It is one of the principal objects of this invention to provide a filter device having a hydrophobic porous material which has been wetted using only physiological substances, without the use of any surfactants, wetting agents, or other nonphysiological material which would spontaneously wet the hydrophobic material.
SUMMARY OF THE INVENTION
To achieve this and other objects, the invention provides a device having a porous material which has been wetted without the use of a substance which, would spontaneously wet the material. In accordance with the invention, it has been discovered that, surprisingly, by applying pressure, a liquid which does not spontaneously wet the porous material can nevertheless be forced into the pore volume of the material. Thus, in accordance with the invention, the porous material is wetted with, a liquid which would not spontaneously wet the material. In one embodiment, the porous material is first subjected to reduced pressure or a vacuum prior to exposure to the pressurized liquid. It is believed that this additional step facilitates the overall effectiveness of the wetting process conducted in accordance with the invention.
By virtue of the invention, a physiological liquid, such as water or an aqueous saline solution, can be used alone to wet a hydrophobic microporous membrane. Exposure of the membrane to surfactants or other nonphysiological liquids can thereby be completely avoided. The resulting filter device is preprimed with the physiological liquid and ready for immediate use, without any subsequent washing step and without the possibility of residual traces of surfactant or other nonphysiological substances.
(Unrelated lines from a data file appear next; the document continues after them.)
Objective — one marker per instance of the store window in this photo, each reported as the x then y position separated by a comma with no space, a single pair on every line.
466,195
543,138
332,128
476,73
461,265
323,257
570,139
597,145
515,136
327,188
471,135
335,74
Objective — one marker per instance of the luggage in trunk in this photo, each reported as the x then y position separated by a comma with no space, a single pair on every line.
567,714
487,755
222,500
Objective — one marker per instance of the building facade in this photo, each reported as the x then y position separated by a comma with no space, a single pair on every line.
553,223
Other features and advantages of the invention will be pointed out in, or will be apparent from, the Specification and claims, as will obvious modifications of the embodiments shown in the drawings.
BRIEF DESCRIPTION OF THE DRAWINGS
Figure 1 is a perspective view of a prewetted and preprimed filter device which embodies the features of the invention; Figure 2 is a partially cut away perspective view of the prewetted and preprimed filter device shown in Figure 1;
Figure 3 is a partially perspective view of a filter device and an apparatus which may be used to wet and preprime the filter device in accordance with the invention; and
Figure 4 is a perspective view of a filter device and an alternate apparatus which may be used to wet and preprime the filter device in accordance with the invention.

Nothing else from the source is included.